Even Raúl Vega admitted that Vicente had the gift. Vicente’s fingers need only touch the coffee berry for it to drop into his palm. He didn’t mind that the berries didn’t ripen all at once, and that the trees must be picked over again and again throughout the harvest. He told the trees: Your berries will be washed and dried and roasted to make coffee so delicious that it is a drink for the gods. Mere mortals will pay for it in gold and silver. Your berries will become coffee beans that will be transported in ships to faraway places I could never hope to see in this life or the next. Your berries will be transformed into coffee that will be served in the palaces of the most important people in the world—the kings and queens and popes. Your coffee will kiss the lips of the most beautiful señoritas and be served in cafés to idle people who will linger over tiny cups, bewitched. There are people in the world who could never live a day without you.

Vicente never shared with others his conversations with the coffee trees, but it wasn’t because he thought his brother Luisito would laugh at him, or that his father might question his sanity; it was because it was between him and the trees. The trees liked the murmur of his voice, his words wrapped around their leaves as gentle as the nightly fog. When he ate dinner, his thoughts were of the red coffee cherry nestled in the green leaves, not the rice and beans and malanga, and not even when they had pollo fricasé, his favorite. He was back en la finca, his gaze on the banana and plantain and guava shade trees, blessing their huge green fronds. When he examined the coffee cherries, he held his breath, exhaling only when he saw that they were healthy, that the lack of rain hadn’t dried the berries, or that too much rain hadn’t stripped the branches bare. When the green berries ripened, they would glisten on his palm like rubies.


When he was a young boy, an eagle swooped down and tried to carry him off. Vicente was perched in a coffee tree, the basket full of berries strapped to his waist. The bird clutched his shirt in its yellow claws, and its great wings flapped like the sound of wind. The shirt tore. The strap snapped. Berries fell to the ground like hard rain. He tumbled down.
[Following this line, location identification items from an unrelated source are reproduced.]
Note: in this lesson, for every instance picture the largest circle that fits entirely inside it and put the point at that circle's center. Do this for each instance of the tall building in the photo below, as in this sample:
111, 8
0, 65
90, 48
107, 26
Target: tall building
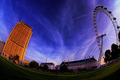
17, 41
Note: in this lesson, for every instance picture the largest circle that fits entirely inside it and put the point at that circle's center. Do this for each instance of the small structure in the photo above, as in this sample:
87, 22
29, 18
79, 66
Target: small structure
50, 65
2, 43
80, 64
25, 62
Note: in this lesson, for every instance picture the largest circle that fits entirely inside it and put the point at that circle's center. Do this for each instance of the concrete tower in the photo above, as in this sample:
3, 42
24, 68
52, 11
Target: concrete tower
18, 40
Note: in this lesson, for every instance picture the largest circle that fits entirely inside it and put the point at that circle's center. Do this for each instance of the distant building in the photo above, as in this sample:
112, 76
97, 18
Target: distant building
2, 43
17, 41
26, 62
80, 64
50, 65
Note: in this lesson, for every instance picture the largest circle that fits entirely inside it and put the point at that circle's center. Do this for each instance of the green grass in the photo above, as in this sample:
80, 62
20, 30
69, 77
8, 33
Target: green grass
11, 71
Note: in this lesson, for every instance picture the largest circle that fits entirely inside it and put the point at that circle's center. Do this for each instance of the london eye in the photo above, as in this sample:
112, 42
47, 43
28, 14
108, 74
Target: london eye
99, 38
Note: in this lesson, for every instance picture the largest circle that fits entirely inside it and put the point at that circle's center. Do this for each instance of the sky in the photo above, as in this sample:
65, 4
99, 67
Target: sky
62, 29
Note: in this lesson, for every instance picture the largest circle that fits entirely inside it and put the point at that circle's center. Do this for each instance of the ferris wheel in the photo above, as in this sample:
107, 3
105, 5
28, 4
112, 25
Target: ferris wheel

“Wake up!” His father stood over Vicente, who had fallen out of bed. “We have to go see about a pig.”

Dawn had yet to arrive when Vicente and his brother Luisito followed their father to la sala, where he took down the machete from the wall. The boys’ mother, Angelina, hated to see el machete hang beside the thick coil of rope as in any jíbaro home, but her husband insisted that it was the custom of the country to have tools near at hand. Vicente and Luisito stumbled behind their father in the fog. Cerro Morales, the mountain on which they lived, was colossal and forbidding; the boys, less sure-footed than their father, grasped at branches and vines along the way; they feared their father’s wrath more than the edge of the cliff.
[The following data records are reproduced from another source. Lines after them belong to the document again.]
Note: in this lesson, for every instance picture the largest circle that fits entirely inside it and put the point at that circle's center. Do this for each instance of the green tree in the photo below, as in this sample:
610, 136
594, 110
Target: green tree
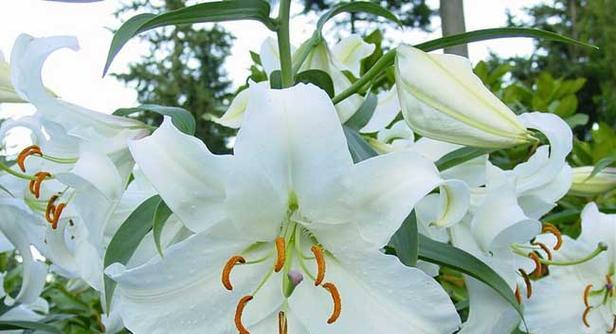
184, 67
586, 20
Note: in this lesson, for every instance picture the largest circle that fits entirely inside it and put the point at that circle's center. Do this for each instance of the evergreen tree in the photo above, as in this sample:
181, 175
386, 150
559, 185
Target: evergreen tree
184, 67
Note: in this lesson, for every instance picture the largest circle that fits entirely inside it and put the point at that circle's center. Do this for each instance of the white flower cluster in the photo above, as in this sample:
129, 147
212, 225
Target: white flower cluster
287, 234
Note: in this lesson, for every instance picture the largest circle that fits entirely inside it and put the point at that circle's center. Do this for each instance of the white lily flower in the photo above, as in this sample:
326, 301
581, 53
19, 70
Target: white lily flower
288, 205
505, 207
601, 183
7, 92
579, 298
441, 98
24, 231
387, 108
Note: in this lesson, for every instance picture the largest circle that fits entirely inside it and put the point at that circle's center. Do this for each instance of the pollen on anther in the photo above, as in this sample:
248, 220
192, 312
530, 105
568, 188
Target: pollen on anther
320, 259
337, 302
549, 228
282, 323
537, 272
280, 250
529, 286
26, 152
226, 271
586, 294
238, 314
The rooster announced them as they entered the batey of Sevilla’s house. A door opened and light came from a kerosene lamp.

“Sevilla, I warned you.”

Vicente shivered at his father’s words.

“Raúl Vega? Is that you?” Sevilla held up the lantern. “What do you mean coming to a man’s house like a thief?”

“I told you to repair your pigpen,” Vicente’s father said. “I grow vegetables to feed my family, not your pigs.”

“You can’t blame the pigs because your vegetables are so tasty,” Sevilla said.